¿Qué vas a encontrar en este post?
Qué difícil es escribir la crónica de la carrera con la que llevas varios años soñando. Esa carrera que parecía inalcanzable 3 años atrás y que por fin hoy puedes decir que lo has conseguido: Marató Pirineu.
Me vais a permitir que me ponga especialmente sentimental con esta carrera, pero no os miento cuando os digo que realmente he cumplido un sueño.
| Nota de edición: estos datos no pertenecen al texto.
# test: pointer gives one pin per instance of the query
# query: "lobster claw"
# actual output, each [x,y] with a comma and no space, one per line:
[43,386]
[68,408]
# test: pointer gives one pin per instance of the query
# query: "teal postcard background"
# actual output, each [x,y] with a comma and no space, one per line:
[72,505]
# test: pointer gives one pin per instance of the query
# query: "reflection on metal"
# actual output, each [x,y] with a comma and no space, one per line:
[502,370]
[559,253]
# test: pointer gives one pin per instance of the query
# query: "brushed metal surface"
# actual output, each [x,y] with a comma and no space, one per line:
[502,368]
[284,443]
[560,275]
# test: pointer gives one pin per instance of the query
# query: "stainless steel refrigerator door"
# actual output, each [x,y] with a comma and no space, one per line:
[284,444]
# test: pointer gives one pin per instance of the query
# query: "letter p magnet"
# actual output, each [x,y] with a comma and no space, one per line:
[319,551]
Como siempre digo, estamos hechos de historias y de la misma forma que cuando comenzaba el blog allá por el año 2014 os comentaba que mi sueño era correr la Marató Pirineu, hoy os quiero contar la historia de esta espectacular carrera.
Google nos conoce y nos espía a diario. Eso ya lo sabemos todos. Y quiso este señor Google que, en víspera de la Navidad pasada, uno de sus anuncios me asaltara con las inscripciones para la Marató Pirineu. ¿Casualidad?
Tenía todos los regalos para esas blancas fechas ya comprados, pero no pude evitar pasear por la web, dejar que mi mente soñara otra vez con correr algún día en los Pirineos y cometí ¿el error? de ver el resumen del año anterior.
Pero esto no es algo nuevo. Siempre me emociono con estos vídeos épicos en los que veo a otros corredores disfrutando de la montaña.
Mientras me secaba la lagrimilla, sin darme cuenta ya tenía la visa en la mano y estaba añadiendo dos inscripciones al carrito de la compra.
“¿Estás loca? ¿Tú sabes lo que vas a tener que entrenar?”
Tarde. Las inscripciones ya estaban pagadas.
Un mes después, mi regalo de reyes se convertía en una carrera de 45km en los Pirineos con 2400m de desnivel +.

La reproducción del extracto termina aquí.